All data can be separated by tenants or groups, such as country, customer, area, location or other custom group. The multi-tenancy functionality allows our customer to provide data access directly to their customers and avoid costly, time-consuming data management operations.

architectural overview
Associated sensors and applicable use cases for the Living Lab
Associated sensors and applicable use cases for the Living Lab

In conclusion

IoT is a proven and effective solution for municipalities to address specific issues that impact their citizens and daily operations. The Living Lab is at the forefront of helping both local city managers and citizens recognize and further champion the use of IoT solutions to address specific municipality issues.

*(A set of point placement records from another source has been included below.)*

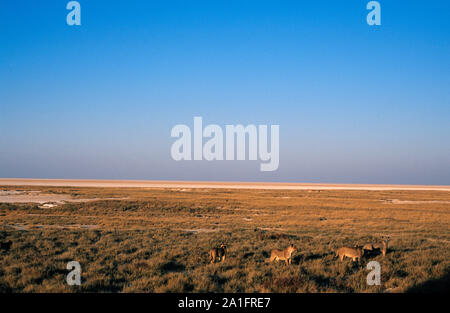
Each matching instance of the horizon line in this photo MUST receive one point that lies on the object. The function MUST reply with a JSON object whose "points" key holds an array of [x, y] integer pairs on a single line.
{"points": [[141, 183]]}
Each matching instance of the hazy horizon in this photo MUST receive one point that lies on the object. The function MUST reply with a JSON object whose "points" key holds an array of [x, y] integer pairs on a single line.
{"points": [[355, 103]]}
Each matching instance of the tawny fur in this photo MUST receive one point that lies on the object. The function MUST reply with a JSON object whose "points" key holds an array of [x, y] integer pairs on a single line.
{"points": [[354, 253], [282, 255], [218, 253], [380, 245]]}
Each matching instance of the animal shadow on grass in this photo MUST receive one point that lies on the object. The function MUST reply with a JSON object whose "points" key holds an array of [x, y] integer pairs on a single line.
{"points": [[172, 266], [439, 285]]}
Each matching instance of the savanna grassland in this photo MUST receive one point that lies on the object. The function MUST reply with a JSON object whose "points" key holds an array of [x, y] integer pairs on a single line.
{"points": [[157, 240]]}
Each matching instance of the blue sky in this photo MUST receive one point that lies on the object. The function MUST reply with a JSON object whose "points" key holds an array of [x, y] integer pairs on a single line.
{"points": [[355, 103]]}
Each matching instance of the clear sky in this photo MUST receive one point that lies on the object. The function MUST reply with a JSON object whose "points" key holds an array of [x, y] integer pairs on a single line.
{"points": [[355, 103]]}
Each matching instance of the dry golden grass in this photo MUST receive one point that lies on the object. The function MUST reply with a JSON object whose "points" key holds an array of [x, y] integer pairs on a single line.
{"points": [[157, 240]]}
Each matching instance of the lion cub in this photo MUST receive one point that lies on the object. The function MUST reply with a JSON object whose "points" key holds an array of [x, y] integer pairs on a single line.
{"points": [[355, 253], [218, 253], [382, 245], [282, 255]]}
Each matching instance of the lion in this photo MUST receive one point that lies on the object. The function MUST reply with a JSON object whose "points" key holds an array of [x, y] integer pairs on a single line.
{"points": [[354, 253], [218, 253], [282, 255]]}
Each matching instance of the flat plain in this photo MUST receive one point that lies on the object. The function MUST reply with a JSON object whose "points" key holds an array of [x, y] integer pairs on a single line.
{"points": [[141, 239]]}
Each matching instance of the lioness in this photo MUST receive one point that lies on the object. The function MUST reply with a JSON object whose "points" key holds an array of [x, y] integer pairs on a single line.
{"points": [[281, 255], [218, 253], [354, 253], [381, 245]]}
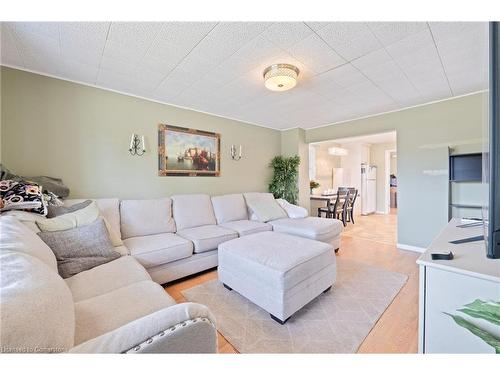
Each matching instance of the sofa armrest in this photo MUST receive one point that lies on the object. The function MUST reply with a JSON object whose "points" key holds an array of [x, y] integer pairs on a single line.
{"points": [[182, 328]]}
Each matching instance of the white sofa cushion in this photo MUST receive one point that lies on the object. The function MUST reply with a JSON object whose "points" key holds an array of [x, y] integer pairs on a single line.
{"points": [[106, 278], [264, 206], [231, 207], [143, 217], [293, 211], [158, 249], [37, 309], [246, 227], [98, 315], [192, 210], [315, 228], [207, 237], [17, 237]]}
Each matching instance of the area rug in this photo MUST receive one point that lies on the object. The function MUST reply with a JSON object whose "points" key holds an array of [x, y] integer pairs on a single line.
{"points": [[335, 322]]}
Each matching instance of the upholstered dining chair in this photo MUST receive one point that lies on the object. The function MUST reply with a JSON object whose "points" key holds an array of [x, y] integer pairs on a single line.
{"points": [[338, 209]]}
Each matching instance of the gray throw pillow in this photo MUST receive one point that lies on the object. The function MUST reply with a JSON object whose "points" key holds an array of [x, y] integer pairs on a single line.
{"points": [[54, 211], [80, 248]]}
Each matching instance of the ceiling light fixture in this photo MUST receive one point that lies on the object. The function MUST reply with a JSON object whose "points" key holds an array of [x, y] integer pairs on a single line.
{"points": [[281, 77], [338, 151]]}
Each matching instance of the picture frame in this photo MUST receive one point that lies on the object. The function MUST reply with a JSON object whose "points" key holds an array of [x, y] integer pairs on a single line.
{"points": [[188, 152]]}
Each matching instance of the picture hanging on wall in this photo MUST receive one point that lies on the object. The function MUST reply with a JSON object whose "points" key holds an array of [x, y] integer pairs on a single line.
{"points": [[187, 152]]}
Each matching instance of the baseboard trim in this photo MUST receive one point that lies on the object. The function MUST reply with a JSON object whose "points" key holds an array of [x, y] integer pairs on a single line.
{"points": [[417, 249]]}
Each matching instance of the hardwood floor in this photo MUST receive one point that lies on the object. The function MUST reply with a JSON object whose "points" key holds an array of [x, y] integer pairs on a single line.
{"points": [[372, 240]]}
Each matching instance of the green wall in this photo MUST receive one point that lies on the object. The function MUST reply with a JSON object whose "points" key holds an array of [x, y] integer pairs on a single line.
{"points": [[423, 135], [81, 134]]}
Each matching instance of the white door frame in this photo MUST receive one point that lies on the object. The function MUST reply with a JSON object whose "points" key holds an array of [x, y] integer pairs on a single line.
{"points": [[387, 178]]}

The utility's partnership with WWT and IntelliSite allows it to introduce and deploy best-of-breed technology as part of a larger IoT offering. WWT and IntelliSite are able to provide collected data through a "single pane of glass" that can be acted upon to realize the value of their data. 

With successful deployments across each of these targeted applications, the forward-thinking utility showcases the holistic value of IoT and the benefits that its adoption can provide municipalities within its service region and serves as a model that other utilities can follow.